L'Annulaire : Quelque chose d'organique
Cinéma

L’Annulaire : Quelque chose d’organique

Dans L’Annulaire, de Diane Bertrand, Olga Kurylenko incarne une jeune fille qui développe une étrange relation dominant-dominée avec son patron. Rencontre avec la belle actrice ukrainienne.

Après s’être légèrement coupé à l’annulaire, Iris (Olga Kurylenko, parfait mélange de candeur et de perversion) quitte son travail à l’usine et s’installe dans une ville portuaire où elle partage une chambre d’hôtel avec un marin qui travaille de nuit (Stipe Erceg, décoratif) et trouvera un emploi dans un ancien pensionnat pour jeunes filles recyclé en laboratoire où l’on fossilise des souvenirs. En peu de temps, Iris et son employeur (Marc Barbé, mystérieux et stoïque) s’engagent dans une troublante liaison charnelle.

Drame fantastique au climat onirique envoûtant, L’Annulaire de Diane Bertrand (Un samedi sur la terre) nous entraîne dans un univers qui n’est pas sans rappeler celui des contes de fées (Barbe-Bleue, Cendrillon) et celui de Lucille Hadzihalilovic, qui signait récemment le fort beau et inquiétant Innocence: "J’ai été séduite tout de suite par cet univers mystérieux, plein de zones grises où il y a un suspens constant, raconte Kurylenka avec son léger accent slave.
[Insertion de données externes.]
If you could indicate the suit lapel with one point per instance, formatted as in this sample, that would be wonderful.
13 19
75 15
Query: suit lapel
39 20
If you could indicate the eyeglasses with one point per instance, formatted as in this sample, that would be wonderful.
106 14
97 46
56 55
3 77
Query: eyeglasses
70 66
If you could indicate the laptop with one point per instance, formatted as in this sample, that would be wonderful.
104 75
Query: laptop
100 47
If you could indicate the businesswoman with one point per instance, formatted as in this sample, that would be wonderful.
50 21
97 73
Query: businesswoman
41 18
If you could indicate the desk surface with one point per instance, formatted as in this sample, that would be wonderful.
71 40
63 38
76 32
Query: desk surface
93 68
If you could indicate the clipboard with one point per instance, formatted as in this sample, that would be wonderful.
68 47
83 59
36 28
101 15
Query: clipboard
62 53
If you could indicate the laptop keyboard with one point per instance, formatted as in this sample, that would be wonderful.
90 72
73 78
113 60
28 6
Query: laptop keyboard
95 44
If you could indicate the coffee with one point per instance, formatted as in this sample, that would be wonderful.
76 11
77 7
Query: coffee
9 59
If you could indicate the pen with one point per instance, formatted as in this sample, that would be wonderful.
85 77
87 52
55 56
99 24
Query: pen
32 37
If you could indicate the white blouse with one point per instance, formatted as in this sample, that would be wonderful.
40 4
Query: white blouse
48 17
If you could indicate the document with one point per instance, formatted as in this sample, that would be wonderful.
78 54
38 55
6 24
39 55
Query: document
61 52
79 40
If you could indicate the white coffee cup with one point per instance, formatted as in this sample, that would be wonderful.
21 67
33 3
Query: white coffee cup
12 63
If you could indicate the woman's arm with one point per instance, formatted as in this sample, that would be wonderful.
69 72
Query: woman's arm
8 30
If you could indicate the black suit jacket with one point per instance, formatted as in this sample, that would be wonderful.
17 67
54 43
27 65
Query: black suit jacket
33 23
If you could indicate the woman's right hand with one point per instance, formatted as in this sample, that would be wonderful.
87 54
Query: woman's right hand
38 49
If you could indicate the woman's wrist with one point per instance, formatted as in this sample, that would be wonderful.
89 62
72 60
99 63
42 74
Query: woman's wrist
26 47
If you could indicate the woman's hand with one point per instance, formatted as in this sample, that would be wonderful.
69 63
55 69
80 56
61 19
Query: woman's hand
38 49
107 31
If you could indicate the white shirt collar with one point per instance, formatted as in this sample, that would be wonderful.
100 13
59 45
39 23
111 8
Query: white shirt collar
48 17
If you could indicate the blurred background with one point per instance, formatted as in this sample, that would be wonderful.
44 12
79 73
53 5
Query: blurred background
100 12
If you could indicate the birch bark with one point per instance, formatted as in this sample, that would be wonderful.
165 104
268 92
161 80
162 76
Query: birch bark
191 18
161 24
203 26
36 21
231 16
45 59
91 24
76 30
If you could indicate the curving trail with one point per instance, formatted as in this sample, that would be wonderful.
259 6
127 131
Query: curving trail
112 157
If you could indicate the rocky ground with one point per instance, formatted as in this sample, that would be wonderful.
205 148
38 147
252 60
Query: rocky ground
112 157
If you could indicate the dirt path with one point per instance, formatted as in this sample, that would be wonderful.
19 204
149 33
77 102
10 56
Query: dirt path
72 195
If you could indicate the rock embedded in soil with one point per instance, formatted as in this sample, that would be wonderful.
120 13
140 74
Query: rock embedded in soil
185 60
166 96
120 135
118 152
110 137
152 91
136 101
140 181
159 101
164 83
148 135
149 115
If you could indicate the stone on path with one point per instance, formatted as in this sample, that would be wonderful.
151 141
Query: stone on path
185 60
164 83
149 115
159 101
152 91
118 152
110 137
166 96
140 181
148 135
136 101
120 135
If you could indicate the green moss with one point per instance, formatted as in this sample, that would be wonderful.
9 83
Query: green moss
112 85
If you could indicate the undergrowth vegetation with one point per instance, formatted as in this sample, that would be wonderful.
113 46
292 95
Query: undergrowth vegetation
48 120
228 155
Après avoir lu le scénario de Diane, j’ai lu le roman de Yoko Ogawa dont il s’inspire; j’ai tellement adoré cet écrivain que je suis allée lire la moitié de son oeuvre! Tout l’univers du roman est comme dans le film, c’est-à-dire que rien n’est expliqué: on s’imagine des choses et puis on se rend comte qu’on n’a rien compris… on attend la fin, et la fin n’explique rien. Moi, j’aime bien parce que c’est du fantastique, mais en même temps, ça peut arriver dans la vie. C’est une histoire normale à la fois un peu étrange et un peu perverse."

De fait, cette histoire de jeune fille soumise à un amant plus âgé, on a déjà vu. Cependant, ce n’est pas tant cela qui nous intéresse que les motivations d’Iris, elle qui semble complètement désincarnée après avoir perdu un petit bout de sa chair. Dans un état somnambulique, elle vivra deux histoires d’amour, l’une fantasmée, l’autre réelle. Et de cette histoire d’amour bien charnelle, la réalisatrice compose des scènes d’un érotisme mécanique, découpant le corps magnifique de Kurylenko en morceaux.

Mannequin depuis l’âge de 15 ans, actrice sans formation ayant joué dans quelques courts métrages, la jeune femme avoue ne pas avoir été intimidée de se dévêtir, mais avoir trouvé plus difficile de prétendre faire l’amour à l’écran: "Le fait d’être mannequin m’a sans doute aidée à ne pas craindre l’objectif. Pour les scènes d’amour, comme c’était tourné avec une équipe réduite et que ce n’était pas vulgaire, j’ai pu me laisser aller… en me disant que ce n’était pas Olga mais Iris que l’on voyait."

Illuminé par le visage pur de Kurylenko et porté par la musique planante de Beth Gibbons (Portishead), L’Annulaire épouse un rythme languissant; peu à peu les plans fixes illustrant la vie apparemment banale d’Iris confèrent à l’ensemble un climat d’inquiétante étrangeté. Tour à tour troublé, voire inconfortable, le spectateur, à l’instar d’Iris dans les bras de son amant, s’abandonnera à l’extase.